Antygona – tragedia Sofoklesa z roku 442 p.n.e. Nazywana jest tragedią władzy i klasyfikowana jako chronologicznie ostatnia z cyklu trzech tragedii tebańskich (Król Edyp, Edyp w Kolonie, Antygona) opartych na mitach o tebańskim rodzie Labdakidów. Utwór jest powszechnie uznawany za arcydzieło dramaturgii światowej o dużej sile oddziaływania na widza[1].
Po śmierci Edypa, Polinik i Eteokles podzielili się władzą. Jednak wbrew umowie Eteokles po roku rządów nie przekazał tronu bratu. Polinik sprowadził obce wojska, aby odzyskać tron. Między braćmi rozpoczęła się walka o władzę, w której obaj zginęli. Władcą został ich wuj Kreon. Kreon uznał Polinika za zdrajcę i wydał zakaz grzebania jego zwłok. Eteoklesowi zaś został wyprawiony uroczysty pogrzeb. Siostra Eteoklesa i Polinika, Antygona, przeciwstawiła się rozkazowi Kreona i pochowała zwłoki Polinika. Spowodowało to ciąg tragicznych wydarzeń: Antygona zostaje skazana na śmierć przez apodyktycznego władcę Teb. Na wieść o tym jego syn Hajmon, który jest narzeczonym Antygony, i żona Kreona, Eurydyka, popełniają samobójstwo. Kreon, choć władca, traci najbliższych i zostaje sam z poczuciem winy. Staje się to dla niego największą karą. Przeciwstawieniem Antygony – symbolu buntu, śmiałości i odwagi – jest w dramacie Sofoklesa jej siostra – Ismena, która jest uosobieniem łagodności i pokory. Posługując się tymi dwiema postaciami, Sofokles kreśli odwieczny konflikt romantyzmu, idealizmu i buntu z racjonalizmem, pragmatyzmem i pokorą.
Cała tragedia rozgrywa się w ciągu 24 godzin, przed pałacem królewskim w Tebach.

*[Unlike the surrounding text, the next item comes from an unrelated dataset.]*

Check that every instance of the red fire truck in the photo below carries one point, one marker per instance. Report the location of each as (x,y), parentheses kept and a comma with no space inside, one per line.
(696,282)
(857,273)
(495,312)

Antygona jest skonstruowana według ściśle określonych zasad obowiązujących przy tworzeniu tragedii antycznej. Wyraźnie zarysowana jest w niej zasada trzech jedności, bohater tragiczny, konflikt tragiczny. Działanie bohaterki z góry skazane jest na niepowodzenie i tak naprawdę starożytni wybierając się na tragedię, nie oczekiwali zwrotów akcji, lub interesującej fabuły, lecz doznania oczyszczenia – katharsis. Antygona umiera w słusznej sprawie, natomiast zły Kreon doznaje kary. Jest to umoralniające i podniosłe, czyli typowe dla tragedii attyckiej.